La sacerdotisa miró atentamente a su marido. Enclenque y poco agraciado, Hattusil la había conquistado, sin embargo, por su inteligencia y su perspicacia. Tenía madera de gran estadista.
—Uri-Techup carece de lucidez —declaró Hattusil—, y no es consciente de la enormidad de su tarea. Mandar el ejército hitita exige competencias que él no posee.
—¿No es un excelente guerrero que ignora el miedo?
—Cierto, pero un general en jefe debe saber decidir entre tendencias distintas, contradictorias incluso. Semejante actuación exige experiencia, y paciencia.
—¡No es este el retrato de Uri-Techup!
—¿Puede haber algo más satisfactorio? Ese exaltado no tardará en cometer graves errores, que disgustarán a un general u otro. Las actuales facciones se fortalecerán y se dividirán, se manifestarán oposiciones y algunas fieras de largos colmillos intentarán devorar a un tirano incapaz de imponerse.

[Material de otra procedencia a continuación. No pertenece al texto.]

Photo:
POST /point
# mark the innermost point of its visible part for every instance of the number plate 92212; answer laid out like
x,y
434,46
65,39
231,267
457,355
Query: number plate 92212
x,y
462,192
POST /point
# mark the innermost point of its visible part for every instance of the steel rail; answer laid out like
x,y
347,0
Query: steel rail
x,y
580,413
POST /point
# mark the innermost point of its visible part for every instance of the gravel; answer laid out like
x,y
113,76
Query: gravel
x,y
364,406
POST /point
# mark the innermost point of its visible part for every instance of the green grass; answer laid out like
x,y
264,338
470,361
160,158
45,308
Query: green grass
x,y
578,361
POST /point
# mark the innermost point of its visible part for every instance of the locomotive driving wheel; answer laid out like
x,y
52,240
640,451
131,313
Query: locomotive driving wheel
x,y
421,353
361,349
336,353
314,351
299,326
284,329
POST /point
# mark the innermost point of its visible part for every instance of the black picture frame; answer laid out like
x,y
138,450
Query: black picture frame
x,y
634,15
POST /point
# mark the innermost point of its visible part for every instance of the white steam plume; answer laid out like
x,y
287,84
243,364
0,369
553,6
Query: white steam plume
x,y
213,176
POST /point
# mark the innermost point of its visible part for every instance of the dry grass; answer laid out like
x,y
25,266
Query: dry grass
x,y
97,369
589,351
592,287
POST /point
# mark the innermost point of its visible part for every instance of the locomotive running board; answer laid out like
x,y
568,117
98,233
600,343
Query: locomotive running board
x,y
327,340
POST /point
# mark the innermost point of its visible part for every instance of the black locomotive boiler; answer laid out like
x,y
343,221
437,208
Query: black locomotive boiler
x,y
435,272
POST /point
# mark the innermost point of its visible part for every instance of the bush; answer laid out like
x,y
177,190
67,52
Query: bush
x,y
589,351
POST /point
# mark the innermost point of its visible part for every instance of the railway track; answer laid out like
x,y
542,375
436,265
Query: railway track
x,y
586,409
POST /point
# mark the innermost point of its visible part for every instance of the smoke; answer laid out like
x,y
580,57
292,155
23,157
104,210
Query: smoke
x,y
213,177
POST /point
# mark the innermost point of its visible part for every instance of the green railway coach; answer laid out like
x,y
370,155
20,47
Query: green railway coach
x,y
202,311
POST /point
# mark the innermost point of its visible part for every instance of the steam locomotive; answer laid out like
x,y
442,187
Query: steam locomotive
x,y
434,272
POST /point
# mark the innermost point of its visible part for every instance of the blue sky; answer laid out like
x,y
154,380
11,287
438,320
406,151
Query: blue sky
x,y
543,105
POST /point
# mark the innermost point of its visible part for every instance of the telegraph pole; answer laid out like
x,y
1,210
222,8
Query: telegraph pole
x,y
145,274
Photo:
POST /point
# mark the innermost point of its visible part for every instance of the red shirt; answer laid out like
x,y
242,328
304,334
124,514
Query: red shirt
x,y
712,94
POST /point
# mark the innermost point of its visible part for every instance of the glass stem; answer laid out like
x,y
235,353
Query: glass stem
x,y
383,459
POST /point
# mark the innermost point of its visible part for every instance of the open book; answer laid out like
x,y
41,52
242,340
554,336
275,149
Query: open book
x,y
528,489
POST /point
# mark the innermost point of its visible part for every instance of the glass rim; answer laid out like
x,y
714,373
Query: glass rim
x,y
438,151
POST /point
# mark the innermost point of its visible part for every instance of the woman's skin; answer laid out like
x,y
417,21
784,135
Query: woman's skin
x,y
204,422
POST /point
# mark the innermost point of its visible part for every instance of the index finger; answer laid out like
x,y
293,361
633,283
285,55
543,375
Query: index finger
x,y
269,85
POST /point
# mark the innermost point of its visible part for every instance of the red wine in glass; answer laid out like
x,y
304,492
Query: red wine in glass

—El emperador ha anunciado la guerra… ¡Y le ha ofrecido el papel principal a Uri-Techup!
—En apariencia, sólo en apariencia.
—¿Estás seguro?
—Te lo repito, Uri-Techup se hace ilusiones sobre su capacidad. Descubrirá un mundo complejo y cruel. Sus sueños de guerrero se quebrarán contra los escudos de los infantes y serán aplastados por las ruedas de los carros. Pero eso no es todo…
—¿Quieres que languidezca, querido esposo?
—Muwattali es un gran emperador.
—¿Pretende explotar los defectos de su hijo?
Hattusil sonrió.
—El imperio es a la vez fuerte y frágil. Fuerte, porque su poderío militar es considerable; frágil, porque está amenazado por vecinos envidiosos, dispuestos a aprovechar su menor debilidad. Atacar Egipto y apoderarse de él es un buen proyecto, pero la improvisación llevaría a un desastre. Los buitres lo aprovecharían para hartarse con nuestros despojos.
—¿El propio Muwattali podrá controlar a un loco por la guerra como Uri-Techup?
—Uri-Techup ignora los verdaderos proyectos de su padre y el modo como pretende realizarlos. El emperador le ha dicho bastante para que se confíe, pero no le ha revelado lo esencial.
—¿Y a ti… te lo ha revelado?
—He tenido ese honor, Putuhepa. Y el emperador me ha confiado también una misión: poner en marcha su plan de acción sin avisar a su hijo.
Desde la terraza de su vivienda oficial, en la ciudad alta, Uri-Techup contemplaba la luna nueva. En ella estaba el secreto del porvenir, de su porvenir. Le habló así largo rato y le confió su deseo de llevar al ejército hitita a la victoria, aplastando a todo el que se opusiera a su avance.
El hijo del emperador levantó una copa llena de agua hacia el astro nocturno. Gracias a ese espejo esperaba averiguar los secretos del cielo. Entre los hititas, todos practicaban el arte de la adivinación; pero dirigirse directamente a la luna implicaba un riesgo que muy pocos se atrevían a correr.
Violada en su silencio, la luna se convertía en una curva espada que degollaba a su agresor, cuyo dislocado cuerpo recogerían al pie de las murallas. A sus amantes, en cambio, les concedía suerte en el combate.
Uri-Techup veneró a la reina de la noche, insolente e infiel.
Durante más de una hora permaneció muda. Luego el agua se rizó y comenzó a hervir. La copa ardía, pero Uri-Techup no la soltó.
El agua se calmó. En la plana superficie se dibujó el rostro de un hombre, tocado con la doble corona del Alto y del Bajo Egipto.
¡Ramsés!
Ése era el inmenso destino que se anunciaba a Uri-Techup: mataría a Ramsés y haría de Egipto un dócil esclavo.